There are days filled with exclamation points--of excitement, or conflict, or disaster. There are days filled with commas--lists of things to do and things that just go on. There are days filled with periods--the signs of choices having been made, and fate having been accepted. And there are days filled with question marks, when it seems as though no decision will ever be made, no resolution ever accomplished. Most of the time, however, days are a mixture of all of these kinds of punctuation, a combination of absolute certainty and profound uncertainty, a roller coaster of calm and excitement, and an ongoing to-do, to-think, and to-feel list.
And then there was today, which perhaps included all of these, but which added one more. Today, in between the "!!!" of working overnight on both ends and the ",,," of getting things done, there was the "..." of sleep. For a few necessary hours, in between all the other necessities, there was sleep, a pause--an ellipsis of sorts--to rest, to process, to prepare for the punctuation ahead.

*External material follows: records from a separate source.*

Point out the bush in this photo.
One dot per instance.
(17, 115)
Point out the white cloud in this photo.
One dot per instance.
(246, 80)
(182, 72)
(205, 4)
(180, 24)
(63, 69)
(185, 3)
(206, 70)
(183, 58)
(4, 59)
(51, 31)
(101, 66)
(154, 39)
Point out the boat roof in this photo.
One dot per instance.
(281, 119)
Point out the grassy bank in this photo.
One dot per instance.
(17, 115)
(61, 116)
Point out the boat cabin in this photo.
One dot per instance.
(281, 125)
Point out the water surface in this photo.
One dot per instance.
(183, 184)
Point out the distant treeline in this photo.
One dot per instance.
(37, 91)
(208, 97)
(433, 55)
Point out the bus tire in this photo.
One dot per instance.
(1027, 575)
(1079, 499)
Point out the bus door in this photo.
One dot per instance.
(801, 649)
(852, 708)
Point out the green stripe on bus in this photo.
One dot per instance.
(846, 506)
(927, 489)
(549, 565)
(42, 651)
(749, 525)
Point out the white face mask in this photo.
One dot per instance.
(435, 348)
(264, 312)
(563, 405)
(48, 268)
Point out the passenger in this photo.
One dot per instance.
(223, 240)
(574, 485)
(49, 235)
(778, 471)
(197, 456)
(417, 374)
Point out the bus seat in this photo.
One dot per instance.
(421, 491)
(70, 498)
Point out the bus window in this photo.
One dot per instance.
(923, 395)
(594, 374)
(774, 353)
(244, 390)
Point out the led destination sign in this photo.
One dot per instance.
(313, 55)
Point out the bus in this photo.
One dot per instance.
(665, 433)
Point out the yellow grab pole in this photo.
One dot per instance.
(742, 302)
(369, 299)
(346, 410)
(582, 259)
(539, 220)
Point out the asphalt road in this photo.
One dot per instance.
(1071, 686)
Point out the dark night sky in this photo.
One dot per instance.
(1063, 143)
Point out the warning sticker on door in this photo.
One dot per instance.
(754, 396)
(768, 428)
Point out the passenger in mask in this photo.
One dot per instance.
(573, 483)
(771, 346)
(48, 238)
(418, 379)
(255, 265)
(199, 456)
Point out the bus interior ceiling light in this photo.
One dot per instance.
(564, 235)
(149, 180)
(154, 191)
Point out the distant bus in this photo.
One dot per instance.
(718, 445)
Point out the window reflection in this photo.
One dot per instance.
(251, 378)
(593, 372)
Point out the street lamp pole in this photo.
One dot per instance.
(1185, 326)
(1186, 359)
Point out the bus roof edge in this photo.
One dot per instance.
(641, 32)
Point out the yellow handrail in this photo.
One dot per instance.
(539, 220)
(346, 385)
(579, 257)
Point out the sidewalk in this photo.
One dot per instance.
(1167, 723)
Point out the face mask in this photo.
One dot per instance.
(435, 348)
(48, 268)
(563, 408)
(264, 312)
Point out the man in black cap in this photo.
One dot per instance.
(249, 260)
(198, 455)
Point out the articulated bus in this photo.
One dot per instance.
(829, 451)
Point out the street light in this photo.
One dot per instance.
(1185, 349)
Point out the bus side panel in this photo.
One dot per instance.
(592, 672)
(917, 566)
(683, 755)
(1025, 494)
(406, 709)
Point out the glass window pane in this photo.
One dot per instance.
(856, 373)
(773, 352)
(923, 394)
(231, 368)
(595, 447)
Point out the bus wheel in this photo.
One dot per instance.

We might believe that the best way to live is in exclamation points, making the most of every life moment. We might count on question marks to make sure we find all the right information. We might feel most secure when we can live by periods, or most productive when we work with a lot of commas.
But sometimes, "..." is the healthiest thing we can do for ourselves. When we allow ourselves that pause in the action, we recharge to ready ourselves for the other punctuation. And, after all, what's a good life story without some really powerful punctuation?